(director: Luis Buñuel; screenwriters: from a story by Michel Veber/Mauricio Magdaleno; cinematographer: Jack Draper; editor: Gloria Schoemann; music: Manuel Esperón; cast: Libertad Lamarque (Mercedes Irigoyen), Jorge Negrete (Gerardo Ramírez), Meche Barba (Camelia), Agustín Isunza (Heriberto), Julio Villarreal (Demetrio García), José Baviera (Fabio), Alfonso Bedoya (El Rayado), Charles Rooner (Van Eckerman), Fernanda Albany (Nanette), Francisco Jambrina (José Enrique Irigoyen), Bertha Lear (Raquela Ortiz); Runtime: 95; MPAA Rating: NR; producer: Óscar Dancigers; Lionsgate Home Video; 1947-Mexico-in Spanish with English subtitles)

“Enjoyable as populist entertainment.”

Reviewed by Dennis Schwartz

Legendary director Luis Buñuel (“Belle de jour”/”Tristana”/”Los Olvidados”) shoots this while in exile from Franco in Mexico. It’s a surprisingly tame mainstream film from the avant garde director that seems to be shot on automatic pilot and when the director was in dire need of a paycheck. Its plot line resembles a typical musical B western; though Buñuel manages to spit out his usual theme of how the rich exploit the weak, the film seems to mechanically divide everyone up into being either good or bad. Nevertheless it’s well-crafted, superbly photographed in black-and-white, well-acted, and enjoyable as populist entertainment. It’s from a story by Michel Veber and is written by Mauricio Magdaleno.

It’s set in the early 1900s at the Gulf of Mexico oil fields.
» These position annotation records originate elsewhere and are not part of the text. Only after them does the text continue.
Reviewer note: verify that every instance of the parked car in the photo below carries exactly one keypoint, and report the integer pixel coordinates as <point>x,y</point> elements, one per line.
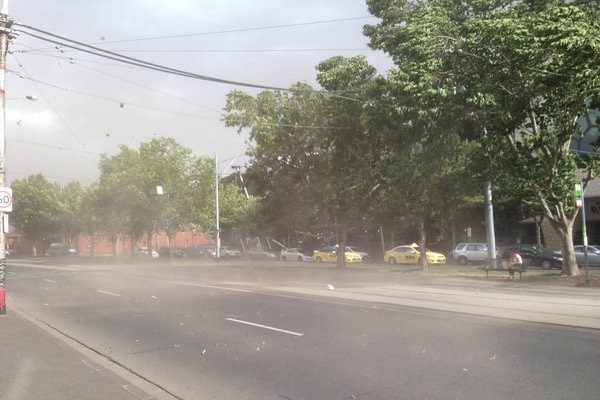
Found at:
<point>365,256</point>
<point>225,251</point>
<point>411,254</point>
<point>534,255</point>
<point>60,249</point>
<point>258,253</point>
<point>329,254</point>
<point>143,251</point>
<point>295,253</point>
<point>593,255</point>
<point>465,253</point>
The suave and daring Gerardo Ramírez (Jorge Negrete) and the older more timid Demetrio García (Julio Villarreal) are adventurers looking for work in the oil fields who break out of jail in the wild Tampico district, where they were being held because lover boy Gerardo punched out the hubby of the wife he was seeing. The two flee to the Gulf of Mexico, where they are hired by the small-time Argentinean owner of three oil wells named José Enrique Irigoyen (Francisco Jambrina). His National company can’t get workers because of the strong-arm tactics of the local casino owner, Fabio (José Baviera), and his moronic beastly thug enforcer Rayado (Alfonso Bedoya); the stubborn, little man of the people, José Enrique, refuses to sell to the big conglomerate oil company owned by the ruthless Van Eckerman. Just as Gerardo and Demetrio get workers and are about to operate the oil wells, José Enrique celebrates in Fabio’s Gran Casino and gets drunk. He’s last seen entering the room of the casino’s singer Camelia (Meche Barba). José Enrique’s singer sister Mercedes (Libertad Lamarque), on tour in Mexico, visits the oil wells after her brother was missing for eight days; when Gerardo meets her at the train, he mistakes her servant Raquela Ortiz for her. Mercedes prefers to go incognito and passes herself off as Raquela, where she gets a singing job at the casino. She suspects Gerardo of foul play, since he’s now running the oil wells as second in command with the mechanic Demetrio as the acting general manager–as stipulated in José Enrique’s will. Not able to count on the corrupt police for help, Mercedes learns before it’s too late that Gerardo is innocent and she loves him.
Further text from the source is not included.